Plant based foods that contain all 9 essential amino acids
Quinoa, buckwheat, soy, hemp, chia, chlorella, amaranth
Combining foods
You don't need to eat complementary proteins together at every meal. As long as you get a variety of proteins throughout the day, you'll get ample amounts of each amino acid. But if you do want to combine: Black beans and rice Pasta and peas Whole wheat bread and peanut butter Bean soup and crackers Roasted nuts, seeds, and peanuts Humus (chickpeas and tahini) Lentils and almonds
How much protein
10 to 15% protein are the healthiest. A safe calculation is as follows: your weight x 0.36 (add 10 g if you are pregnant)
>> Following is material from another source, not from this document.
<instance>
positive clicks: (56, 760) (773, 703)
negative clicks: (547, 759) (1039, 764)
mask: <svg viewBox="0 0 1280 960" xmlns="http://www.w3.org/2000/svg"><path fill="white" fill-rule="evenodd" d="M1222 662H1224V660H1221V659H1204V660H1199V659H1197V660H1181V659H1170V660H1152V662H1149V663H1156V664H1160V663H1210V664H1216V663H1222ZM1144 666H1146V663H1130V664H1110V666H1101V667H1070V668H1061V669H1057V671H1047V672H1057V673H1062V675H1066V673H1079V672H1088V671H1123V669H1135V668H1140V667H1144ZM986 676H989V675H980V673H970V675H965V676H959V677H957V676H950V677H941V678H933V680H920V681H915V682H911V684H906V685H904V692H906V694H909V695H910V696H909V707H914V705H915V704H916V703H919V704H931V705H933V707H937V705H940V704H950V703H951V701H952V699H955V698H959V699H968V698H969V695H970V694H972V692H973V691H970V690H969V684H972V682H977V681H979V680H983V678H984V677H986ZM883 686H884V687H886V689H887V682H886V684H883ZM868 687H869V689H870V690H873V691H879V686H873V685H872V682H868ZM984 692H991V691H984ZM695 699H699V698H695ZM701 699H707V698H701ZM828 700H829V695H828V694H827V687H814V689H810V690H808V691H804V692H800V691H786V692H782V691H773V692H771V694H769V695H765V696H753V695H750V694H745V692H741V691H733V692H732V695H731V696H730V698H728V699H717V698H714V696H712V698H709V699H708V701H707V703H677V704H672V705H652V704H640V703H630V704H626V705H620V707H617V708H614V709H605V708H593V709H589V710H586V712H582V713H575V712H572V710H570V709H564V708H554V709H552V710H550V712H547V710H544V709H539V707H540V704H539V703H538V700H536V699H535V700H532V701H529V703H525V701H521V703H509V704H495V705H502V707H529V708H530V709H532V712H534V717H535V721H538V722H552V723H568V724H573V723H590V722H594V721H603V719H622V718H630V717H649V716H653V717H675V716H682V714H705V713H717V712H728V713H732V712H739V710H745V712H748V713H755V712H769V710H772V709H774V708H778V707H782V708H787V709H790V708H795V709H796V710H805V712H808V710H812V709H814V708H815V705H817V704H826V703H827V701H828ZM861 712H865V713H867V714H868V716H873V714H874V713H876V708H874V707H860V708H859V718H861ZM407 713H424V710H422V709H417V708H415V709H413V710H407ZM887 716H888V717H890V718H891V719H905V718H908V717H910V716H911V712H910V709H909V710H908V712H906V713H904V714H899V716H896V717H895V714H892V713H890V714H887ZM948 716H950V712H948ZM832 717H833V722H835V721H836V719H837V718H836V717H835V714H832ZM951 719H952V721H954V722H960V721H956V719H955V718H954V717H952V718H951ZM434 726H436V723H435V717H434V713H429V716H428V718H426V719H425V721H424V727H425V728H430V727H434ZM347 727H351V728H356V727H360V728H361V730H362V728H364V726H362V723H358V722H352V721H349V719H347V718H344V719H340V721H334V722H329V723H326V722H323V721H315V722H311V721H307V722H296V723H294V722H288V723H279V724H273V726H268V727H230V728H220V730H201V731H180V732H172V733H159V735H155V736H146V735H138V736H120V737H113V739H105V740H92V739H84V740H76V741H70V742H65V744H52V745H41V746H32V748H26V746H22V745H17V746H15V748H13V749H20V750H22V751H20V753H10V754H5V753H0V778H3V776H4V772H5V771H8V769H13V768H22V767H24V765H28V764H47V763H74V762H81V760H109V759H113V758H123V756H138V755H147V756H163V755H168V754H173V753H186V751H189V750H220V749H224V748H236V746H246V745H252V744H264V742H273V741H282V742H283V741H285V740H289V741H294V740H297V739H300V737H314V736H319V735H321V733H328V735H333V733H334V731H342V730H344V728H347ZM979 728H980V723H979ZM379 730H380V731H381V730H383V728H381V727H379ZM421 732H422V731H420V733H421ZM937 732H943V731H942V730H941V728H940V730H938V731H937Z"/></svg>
Consuming an adequate amount of protein after a workout gives your body the amino acids it needs to repair and rebuild these proteins. It also gives you the building blocks required to build new muscle tissue.
It’s recommended that you consume 0.14–0.23 grams of protein per pound of body weight (0.3–0.5 grams/kg) very soon after a workout.
Athletes who are training intensely may benefit from increasing their protein intake above the level recommended for a sedentary person (i.e., 0.8 g · kg−1). An athlete training intensively in primarily endurance activities may benefit from consuming 1.2 to 1.4 g of protein per kilogram of body weight.